As we inch closer and closer to Halloween by the day, it’s the perfect season to learn more about some of the spooky yet mesmerizing things that lurk in the dark, specifically one particularly creepy group of creatures- flying snakes. Though snakes are one of the most commonly feared animals and something we generally try to avoid even here in Hoboken, there is one particular genus of snakes known as the flying, or gliding snake that possesses some seriously fascinating abilities.
Chrysopelea, better known as gliding snakes, is a genus made up of five species of tree snakes which reside in South East Asia that possess an unmistakably eerie ability to glide through the air. Though the thought of a snake flying towards you might be unsettling, the mechanisms that allow gliding snakes to do so are truly an evolutionary wonder. The aerodynamics of the gliding snake remain a mystery, as relatively few studies have studied them, with creatures like birds, bats, and insects having received most attention from researchers, leaving animals that can only glide, but not fly, heavily ignored.

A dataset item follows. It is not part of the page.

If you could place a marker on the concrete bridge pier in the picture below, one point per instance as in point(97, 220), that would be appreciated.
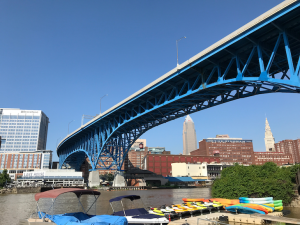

To perform their unique gliding motion, gliding snakes move from side to side, sending waves with large amplitudes through their bodies. They launch themselves from trees and, upon becoming airborne, begin splaying their ribs and flattening their bodies in the dorsoventral axis to create a rather unconventional cross sectional shape. According to Dr. John J. Socha at Virginia Tech, how a snake, with its ribs spread and body flattened, is able to achieve aerodynamic lift, is truly a mechanical mystery. What makes the gliding snake so slitheringly interesting is its ability to seemingly defy what we know about how most animals interact with aerodynamics. The gliding snake uses a completely different set of mechanisms than other flying animals like birds and insects. The combination of an undulating motion with the paired effects of body morphing that results in the body not exhibiting bilateral symmetry is a phenomenon never seen before in biological nor engineered flyers. From bats to gliding ants, no other species has been identified using this type of mechanism.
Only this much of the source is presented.